Every individual has a different coping mechanism. It might be music or words. It might be art or drugs. It might be alcohol and partying. Reading or eating. Laughing or crying. Struggling or sleeping. holding on or letting go. Or even, living on or choosing to die. It differs from person to person. From individual to individual. Your very own escape zone. And that's what makes suicide a very complicated and very sensitive issue to speak upon.
Indeed, hope is a good thing. But one should never let optimism turn into a delusion. Agreed, ignorance is bliss. But when the delusion shatters, the heartache that follows is the worst. One needs to be aware of this bitter reality. Only then one can learn to embrace and accept it. Living in denial doesn't help. In Jim Morrison's words, "Once you make peace with the authority, you become the authority!" That's exactly what Sisyphus did.
Now, I won't kill myself, no matter how fucked up shit is. Not because I consider myself as a hero. It's because I haven't got the slightest bit of courage or determination to do so. So that does make me a coward in literal sense. I would any day prefer a shitty life over no life at all! For, something is always better than nothing. Life is indeed beautiful than death. One just has to change one's perception about it. The worst thing about committing suicide is that you can't commit it twice. And now, that's my opinion. I won't force it upon you.
It's okay if you can't imagine Sisyphus as happy. It doesn't matter. As we don't actually know whether he was happy as a butterfly or sad as a sack of shit. Sadness isn't as pathetic an emotion, as they portray. It's a beautiful thing, one of the most powerful emotion if you somehow learn to channel it into your passion and your talent. At least that's what Steven Wilson taught me! Anyway, happiness and sadness are relatively dependent on each other. You can't feel the former if you've never experienced the latter.

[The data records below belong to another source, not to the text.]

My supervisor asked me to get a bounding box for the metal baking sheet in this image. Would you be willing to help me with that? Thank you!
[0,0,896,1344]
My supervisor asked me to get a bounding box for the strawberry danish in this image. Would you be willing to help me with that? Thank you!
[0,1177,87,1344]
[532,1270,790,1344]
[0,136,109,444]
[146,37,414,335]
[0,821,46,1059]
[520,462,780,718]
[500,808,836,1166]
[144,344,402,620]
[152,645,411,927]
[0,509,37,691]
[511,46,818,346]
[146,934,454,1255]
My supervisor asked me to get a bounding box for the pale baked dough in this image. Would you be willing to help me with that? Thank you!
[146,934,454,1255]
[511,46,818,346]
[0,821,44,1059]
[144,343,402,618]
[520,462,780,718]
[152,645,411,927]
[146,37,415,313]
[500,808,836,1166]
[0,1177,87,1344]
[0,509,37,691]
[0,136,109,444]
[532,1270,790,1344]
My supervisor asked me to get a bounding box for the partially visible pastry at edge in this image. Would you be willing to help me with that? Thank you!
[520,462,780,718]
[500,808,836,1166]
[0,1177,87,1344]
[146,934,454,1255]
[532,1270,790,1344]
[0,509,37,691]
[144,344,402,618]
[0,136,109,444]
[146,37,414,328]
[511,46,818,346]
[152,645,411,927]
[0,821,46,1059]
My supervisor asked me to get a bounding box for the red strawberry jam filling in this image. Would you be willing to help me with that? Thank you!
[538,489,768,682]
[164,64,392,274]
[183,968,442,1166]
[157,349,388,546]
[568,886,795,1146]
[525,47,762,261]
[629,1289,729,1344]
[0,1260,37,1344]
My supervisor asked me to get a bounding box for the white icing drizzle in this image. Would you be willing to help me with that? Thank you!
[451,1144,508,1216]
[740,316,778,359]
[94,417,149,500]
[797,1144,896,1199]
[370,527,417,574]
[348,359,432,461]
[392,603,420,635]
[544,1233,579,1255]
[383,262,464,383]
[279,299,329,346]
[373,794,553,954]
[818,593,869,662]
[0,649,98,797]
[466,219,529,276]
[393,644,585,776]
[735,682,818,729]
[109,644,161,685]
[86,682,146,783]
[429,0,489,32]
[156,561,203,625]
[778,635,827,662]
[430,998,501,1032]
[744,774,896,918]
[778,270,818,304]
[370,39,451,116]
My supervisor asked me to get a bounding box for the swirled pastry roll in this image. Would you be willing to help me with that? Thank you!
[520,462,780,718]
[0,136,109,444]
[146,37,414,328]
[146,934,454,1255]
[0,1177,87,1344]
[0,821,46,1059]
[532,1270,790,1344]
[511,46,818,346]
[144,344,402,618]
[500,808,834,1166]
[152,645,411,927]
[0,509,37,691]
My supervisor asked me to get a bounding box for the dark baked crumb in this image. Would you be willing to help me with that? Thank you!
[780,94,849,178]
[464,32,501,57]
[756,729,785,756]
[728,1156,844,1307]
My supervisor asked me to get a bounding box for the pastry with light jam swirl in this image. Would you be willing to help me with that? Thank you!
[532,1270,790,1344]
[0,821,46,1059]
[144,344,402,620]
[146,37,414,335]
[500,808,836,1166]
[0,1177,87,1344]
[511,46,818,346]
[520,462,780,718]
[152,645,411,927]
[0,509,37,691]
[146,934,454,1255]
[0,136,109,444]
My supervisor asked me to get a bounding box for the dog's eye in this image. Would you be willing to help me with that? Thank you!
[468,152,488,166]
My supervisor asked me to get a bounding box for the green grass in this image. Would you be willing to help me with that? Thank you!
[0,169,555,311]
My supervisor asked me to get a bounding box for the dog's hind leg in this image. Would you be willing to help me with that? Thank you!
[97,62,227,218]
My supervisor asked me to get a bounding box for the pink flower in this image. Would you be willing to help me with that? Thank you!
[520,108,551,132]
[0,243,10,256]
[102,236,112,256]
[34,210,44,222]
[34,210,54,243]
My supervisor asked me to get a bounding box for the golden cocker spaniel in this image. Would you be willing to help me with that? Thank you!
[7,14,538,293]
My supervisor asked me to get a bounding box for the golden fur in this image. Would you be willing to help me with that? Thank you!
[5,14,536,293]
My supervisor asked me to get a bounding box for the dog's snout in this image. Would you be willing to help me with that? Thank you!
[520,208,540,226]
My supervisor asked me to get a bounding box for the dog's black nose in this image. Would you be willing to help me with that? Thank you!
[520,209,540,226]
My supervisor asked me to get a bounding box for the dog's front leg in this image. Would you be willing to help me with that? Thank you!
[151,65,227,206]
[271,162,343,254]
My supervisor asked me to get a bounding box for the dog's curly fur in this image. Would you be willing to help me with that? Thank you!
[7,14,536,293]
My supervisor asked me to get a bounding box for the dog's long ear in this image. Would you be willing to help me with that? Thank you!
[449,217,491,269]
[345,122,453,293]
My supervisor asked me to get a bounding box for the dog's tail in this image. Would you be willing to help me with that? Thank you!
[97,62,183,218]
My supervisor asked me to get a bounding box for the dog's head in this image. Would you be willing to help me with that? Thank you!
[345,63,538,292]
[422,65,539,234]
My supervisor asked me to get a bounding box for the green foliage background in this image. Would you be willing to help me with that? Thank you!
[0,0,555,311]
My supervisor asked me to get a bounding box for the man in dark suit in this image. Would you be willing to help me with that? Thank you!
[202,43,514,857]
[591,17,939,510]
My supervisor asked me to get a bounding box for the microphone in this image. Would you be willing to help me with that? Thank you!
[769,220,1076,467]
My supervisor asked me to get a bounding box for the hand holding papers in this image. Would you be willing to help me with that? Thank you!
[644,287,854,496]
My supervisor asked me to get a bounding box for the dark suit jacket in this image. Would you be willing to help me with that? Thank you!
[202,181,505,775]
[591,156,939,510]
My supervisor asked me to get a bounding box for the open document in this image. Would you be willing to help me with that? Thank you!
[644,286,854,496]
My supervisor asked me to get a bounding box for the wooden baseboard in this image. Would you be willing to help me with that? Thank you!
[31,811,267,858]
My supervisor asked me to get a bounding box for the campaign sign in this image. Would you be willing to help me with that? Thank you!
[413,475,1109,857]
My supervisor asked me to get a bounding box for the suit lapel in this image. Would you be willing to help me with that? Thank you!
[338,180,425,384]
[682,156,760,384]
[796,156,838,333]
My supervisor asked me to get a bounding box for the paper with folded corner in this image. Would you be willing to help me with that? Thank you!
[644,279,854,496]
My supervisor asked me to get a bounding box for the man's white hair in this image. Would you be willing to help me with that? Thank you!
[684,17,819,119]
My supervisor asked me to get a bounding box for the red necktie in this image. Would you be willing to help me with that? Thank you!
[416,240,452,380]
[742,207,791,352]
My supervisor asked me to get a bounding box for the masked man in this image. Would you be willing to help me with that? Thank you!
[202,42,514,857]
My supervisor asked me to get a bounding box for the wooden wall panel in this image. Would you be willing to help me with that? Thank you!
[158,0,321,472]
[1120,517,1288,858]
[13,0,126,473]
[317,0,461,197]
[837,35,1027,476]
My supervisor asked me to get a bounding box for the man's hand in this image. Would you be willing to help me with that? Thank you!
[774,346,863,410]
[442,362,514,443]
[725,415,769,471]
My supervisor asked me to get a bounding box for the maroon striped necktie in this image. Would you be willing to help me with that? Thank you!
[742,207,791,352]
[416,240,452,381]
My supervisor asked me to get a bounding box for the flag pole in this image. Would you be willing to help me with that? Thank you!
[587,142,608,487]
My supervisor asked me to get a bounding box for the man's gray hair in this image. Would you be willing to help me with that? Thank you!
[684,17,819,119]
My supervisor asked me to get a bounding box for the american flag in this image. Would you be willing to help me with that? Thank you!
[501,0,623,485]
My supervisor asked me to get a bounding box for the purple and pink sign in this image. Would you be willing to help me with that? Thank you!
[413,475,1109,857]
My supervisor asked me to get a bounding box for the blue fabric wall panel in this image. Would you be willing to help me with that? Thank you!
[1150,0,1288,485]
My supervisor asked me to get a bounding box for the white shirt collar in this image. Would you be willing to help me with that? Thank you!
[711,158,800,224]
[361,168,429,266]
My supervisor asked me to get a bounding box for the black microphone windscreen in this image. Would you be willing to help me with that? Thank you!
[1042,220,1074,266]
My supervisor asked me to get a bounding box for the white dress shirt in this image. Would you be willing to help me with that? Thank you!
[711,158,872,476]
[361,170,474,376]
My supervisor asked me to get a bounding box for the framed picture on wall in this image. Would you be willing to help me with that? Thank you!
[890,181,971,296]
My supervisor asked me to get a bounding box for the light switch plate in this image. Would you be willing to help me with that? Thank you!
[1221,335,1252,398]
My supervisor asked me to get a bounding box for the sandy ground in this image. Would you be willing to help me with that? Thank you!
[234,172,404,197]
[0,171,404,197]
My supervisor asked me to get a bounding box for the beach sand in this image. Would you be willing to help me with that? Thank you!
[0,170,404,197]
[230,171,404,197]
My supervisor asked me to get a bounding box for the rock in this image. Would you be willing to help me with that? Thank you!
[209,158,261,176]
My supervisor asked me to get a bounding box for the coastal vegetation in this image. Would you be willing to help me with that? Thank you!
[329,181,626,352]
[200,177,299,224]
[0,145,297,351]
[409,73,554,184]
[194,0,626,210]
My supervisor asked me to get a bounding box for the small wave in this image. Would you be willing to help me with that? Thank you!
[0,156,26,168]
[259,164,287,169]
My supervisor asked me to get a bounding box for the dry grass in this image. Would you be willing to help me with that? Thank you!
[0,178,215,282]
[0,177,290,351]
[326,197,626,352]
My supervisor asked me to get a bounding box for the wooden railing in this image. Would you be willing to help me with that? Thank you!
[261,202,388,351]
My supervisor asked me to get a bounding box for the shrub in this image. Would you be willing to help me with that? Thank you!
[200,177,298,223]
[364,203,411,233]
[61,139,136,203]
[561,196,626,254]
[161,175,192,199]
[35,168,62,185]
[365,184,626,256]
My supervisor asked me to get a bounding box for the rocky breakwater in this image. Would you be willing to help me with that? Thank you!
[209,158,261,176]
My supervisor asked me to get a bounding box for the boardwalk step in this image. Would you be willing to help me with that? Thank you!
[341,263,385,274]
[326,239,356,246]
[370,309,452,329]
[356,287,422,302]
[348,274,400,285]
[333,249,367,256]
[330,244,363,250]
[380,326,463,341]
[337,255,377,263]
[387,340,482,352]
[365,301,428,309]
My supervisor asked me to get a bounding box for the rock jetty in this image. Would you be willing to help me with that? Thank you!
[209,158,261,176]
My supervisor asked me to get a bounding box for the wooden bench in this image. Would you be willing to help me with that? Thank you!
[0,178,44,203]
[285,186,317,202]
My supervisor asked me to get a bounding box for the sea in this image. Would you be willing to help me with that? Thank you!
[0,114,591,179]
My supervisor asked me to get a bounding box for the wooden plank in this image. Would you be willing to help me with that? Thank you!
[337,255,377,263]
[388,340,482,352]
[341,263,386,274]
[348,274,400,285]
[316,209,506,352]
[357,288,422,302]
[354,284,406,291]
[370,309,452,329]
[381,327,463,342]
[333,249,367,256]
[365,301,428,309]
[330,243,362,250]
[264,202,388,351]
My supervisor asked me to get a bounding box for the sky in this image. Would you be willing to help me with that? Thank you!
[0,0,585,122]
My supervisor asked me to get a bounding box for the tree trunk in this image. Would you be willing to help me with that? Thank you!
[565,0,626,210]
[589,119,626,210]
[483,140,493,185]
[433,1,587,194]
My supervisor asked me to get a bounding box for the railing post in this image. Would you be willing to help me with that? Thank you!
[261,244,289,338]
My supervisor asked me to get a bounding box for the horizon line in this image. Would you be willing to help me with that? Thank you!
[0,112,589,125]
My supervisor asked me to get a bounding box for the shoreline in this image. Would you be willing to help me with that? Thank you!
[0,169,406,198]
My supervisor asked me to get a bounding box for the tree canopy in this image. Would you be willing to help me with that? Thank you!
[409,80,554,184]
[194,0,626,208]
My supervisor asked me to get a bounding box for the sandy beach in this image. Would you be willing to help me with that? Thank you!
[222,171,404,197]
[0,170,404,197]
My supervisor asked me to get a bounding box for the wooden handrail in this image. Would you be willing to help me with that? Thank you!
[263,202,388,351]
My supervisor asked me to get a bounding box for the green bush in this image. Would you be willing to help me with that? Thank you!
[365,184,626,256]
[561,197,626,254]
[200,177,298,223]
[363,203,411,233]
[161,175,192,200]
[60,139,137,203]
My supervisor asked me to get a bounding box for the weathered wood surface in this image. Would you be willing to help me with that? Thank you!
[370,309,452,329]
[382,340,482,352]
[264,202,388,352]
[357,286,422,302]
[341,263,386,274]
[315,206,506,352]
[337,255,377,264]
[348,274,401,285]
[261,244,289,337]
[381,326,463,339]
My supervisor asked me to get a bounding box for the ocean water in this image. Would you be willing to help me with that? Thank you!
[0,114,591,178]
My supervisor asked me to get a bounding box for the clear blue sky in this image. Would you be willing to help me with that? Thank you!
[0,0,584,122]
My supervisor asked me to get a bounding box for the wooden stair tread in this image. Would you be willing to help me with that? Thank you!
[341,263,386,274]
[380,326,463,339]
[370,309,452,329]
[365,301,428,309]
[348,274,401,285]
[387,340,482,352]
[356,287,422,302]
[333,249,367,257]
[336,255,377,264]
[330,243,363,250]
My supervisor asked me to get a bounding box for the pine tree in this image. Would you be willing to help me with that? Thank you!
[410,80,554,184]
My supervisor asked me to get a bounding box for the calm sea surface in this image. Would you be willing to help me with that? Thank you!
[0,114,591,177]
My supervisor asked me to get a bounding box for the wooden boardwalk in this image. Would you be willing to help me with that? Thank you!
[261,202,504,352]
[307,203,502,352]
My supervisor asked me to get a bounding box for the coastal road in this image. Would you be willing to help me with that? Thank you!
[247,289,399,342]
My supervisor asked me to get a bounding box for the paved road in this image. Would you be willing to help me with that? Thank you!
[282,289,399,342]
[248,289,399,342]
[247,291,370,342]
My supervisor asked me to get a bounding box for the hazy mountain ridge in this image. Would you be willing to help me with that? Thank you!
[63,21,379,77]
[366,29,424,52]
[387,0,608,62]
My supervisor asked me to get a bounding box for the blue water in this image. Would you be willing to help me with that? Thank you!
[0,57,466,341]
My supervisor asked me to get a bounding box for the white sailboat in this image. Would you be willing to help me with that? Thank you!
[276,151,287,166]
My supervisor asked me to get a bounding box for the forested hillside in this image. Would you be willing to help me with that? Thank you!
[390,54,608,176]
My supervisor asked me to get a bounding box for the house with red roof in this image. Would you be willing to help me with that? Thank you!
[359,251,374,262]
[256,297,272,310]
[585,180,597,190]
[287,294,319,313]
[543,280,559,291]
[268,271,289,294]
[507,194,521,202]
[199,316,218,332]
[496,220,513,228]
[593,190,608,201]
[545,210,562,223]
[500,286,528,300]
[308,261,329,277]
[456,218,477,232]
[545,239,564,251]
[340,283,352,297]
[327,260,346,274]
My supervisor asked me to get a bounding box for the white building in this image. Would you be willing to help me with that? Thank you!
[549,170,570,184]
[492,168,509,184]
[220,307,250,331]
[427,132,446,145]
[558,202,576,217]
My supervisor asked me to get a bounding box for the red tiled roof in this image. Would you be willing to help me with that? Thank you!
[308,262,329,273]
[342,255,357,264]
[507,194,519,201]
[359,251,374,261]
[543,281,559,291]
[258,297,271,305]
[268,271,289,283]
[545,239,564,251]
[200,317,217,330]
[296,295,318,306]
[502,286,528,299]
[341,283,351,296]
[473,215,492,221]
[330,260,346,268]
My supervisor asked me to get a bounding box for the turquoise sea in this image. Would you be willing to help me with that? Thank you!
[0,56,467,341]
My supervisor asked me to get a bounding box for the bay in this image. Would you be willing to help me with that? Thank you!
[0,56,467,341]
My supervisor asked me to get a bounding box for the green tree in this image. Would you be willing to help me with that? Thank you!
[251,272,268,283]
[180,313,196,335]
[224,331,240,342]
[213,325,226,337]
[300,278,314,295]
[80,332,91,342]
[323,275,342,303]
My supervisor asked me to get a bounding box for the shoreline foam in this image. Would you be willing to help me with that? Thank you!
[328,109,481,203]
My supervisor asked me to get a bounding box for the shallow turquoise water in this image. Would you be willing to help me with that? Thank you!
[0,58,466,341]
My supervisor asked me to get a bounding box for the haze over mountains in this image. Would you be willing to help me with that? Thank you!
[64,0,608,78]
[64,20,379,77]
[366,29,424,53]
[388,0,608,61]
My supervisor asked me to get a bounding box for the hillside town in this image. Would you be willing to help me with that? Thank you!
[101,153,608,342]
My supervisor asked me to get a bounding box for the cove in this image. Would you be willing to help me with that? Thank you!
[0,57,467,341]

What matters is that you keep going. To keep moving and crawling, no matter what. Keep pushing that boulder of yours, up the hill. And if you feel like you've hit the rock bottom and reached your breaking point. When you're tired and just feel like you can't take it anymore, you could shove that boulder aside for a moment and do something else, like you know, take a shit or something. For me it's music, books and dank memes. My eternal solace from bullshit!
Take a break and hide away momentarily from all this. How? I don't know, sing, dance or just roll a joint and wander off naked into the mountains. Just stop taking your shit seriously. As Oscar Wilde says, "Life is too important to be taken seriously."
|Pearls of wisdom from Rick and Morty!(Pic Source: Reddit.)|
The point here is, just for that one moment, do whatever the fuck makes you feel good about yourself and lets you sleep through the night. And then, when you're ready again, you can take the boulder and show it who's the boss. Or maybe, you could just say "fuck it" and take that leap of faith to escape it once and for all. They say that suicide is a permanent solution to a temporary problem.
The world needs you. You might just be the next legend in the making! Who knows, you could be the cure for cancer or just the worst form of cancer yourself. In my opinion, either way, life is totally worth living!
Eventually, it's up to you. How you choose to live or...die.